Idleness and the Brain

We may experience moralistic feelings about the need to be active and productive most of the time. Our brains operate differently. Indeed, some scientists solve problems by dreaming about them. When chemist August Kekule had a reverie involving a snake swallowing its own tail he emerged with the structure of the benzene ring comprised of six carbon atoms.

When we are busiest, our brains are not necessarily doing very much. Conversely, when we take a break and engage in some apparently mindless pursuit like playing solitaire, walking, or shoveling snow, our problem-solving brains kick into overdrive. We may perceive ourselves as taking a mental break but the problem-solving brain never rests. Indeed, the problem-solving parts of the brain are found to be more active when we daydream.

Periods of “unconscious thought” actually improve decision making. During these periods, the same areas of the brain are reactivated that were involved in encoding the decision problem of an experiment. In other words, the brain works steadily on the problem outside of our conscious awareness.

These findings from neuroscience suggest that we have more creative potential if we lead lives of leisure than if we are constantly busy and hurried.

Leisure and Creativity

This is an ancient idea. Aristotle celebrated the value of leisure as a cornerstone of intellectual enlightenment. He believed that true leisure involves pleasure, happiness, and living blessedly. It is more than mere amusement and is impossible for those who must work most of the time.

In Aristotle's slave-based society, many people were forced to work constantly and could forget about leisure and the blessed life. In our time, most people have some leisure time and what matters is not so much the availability of time to develop creative endeavors as the willingness to carve out unscheduled time during which the unconscious mind can develop answers to practical, creative, or intellectual, problems.

Creative people need downtime when their daydreaming brains can bring new ideas, and novel products, to light. One way of achieving this inner quiet is through withdrawing from other people. Perhaps this is why introverts are responsible for so much of the world's creativity.

Yet, there is also an important role for social interaction in spurring creativity; historians frequently point to the clustering of artistic and scientific accomplishments at specific historical times, in particular places, where like-minded creators meet and interact. This phenomenon reminds us that we are social animals who achieve our greatest accomplishments with the help and encouragement of others. Such favored times and places invariably have what could be called a well-developed infrastructure of idleness.

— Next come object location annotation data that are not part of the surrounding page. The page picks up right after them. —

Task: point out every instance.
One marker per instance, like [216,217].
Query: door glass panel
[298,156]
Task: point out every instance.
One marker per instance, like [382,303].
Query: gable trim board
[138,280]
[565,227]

In other words, there are many places where creative people can get together and exchange ideas on whatever surfaces in their relaxing brains.

An Infrastructure for Idleness

When Europe was bombed during World War II, the old infrastructure was destroyed and the Marshall Plan facilitated the construction of spanking new factories that were extremely productive in turning the region into a manufacturing powerhouse.

While we are thoroughly familiar with the connection between physical plant and industrial productivity, we have a far hazier idea of what makes a particular city more creatively productive at a given time in history.

What we do know is that cities are most intellectually productive when they attract large numbers of people who have a propensity for creative pursuits.

The infrastructure of idleness consists partly of numerous cafes, restaurants, bars, coffee shops, and other “third places” where strangers may meet and become friends and collaborators. Whether it is the diners of New York, the bistros of Paris, or Dublin's pubs, these are places where one goes to relax and to be stimulated by the people around them, whether friend, or stranger. History tells us that such third places are an occasion of idleness that promote all kinds of creative endeavors. Such meetings of seemingly idle minds turn out to be a crucible of human achievement.

They do for our social brain much the same as daydreaming does for the introverted consciousness.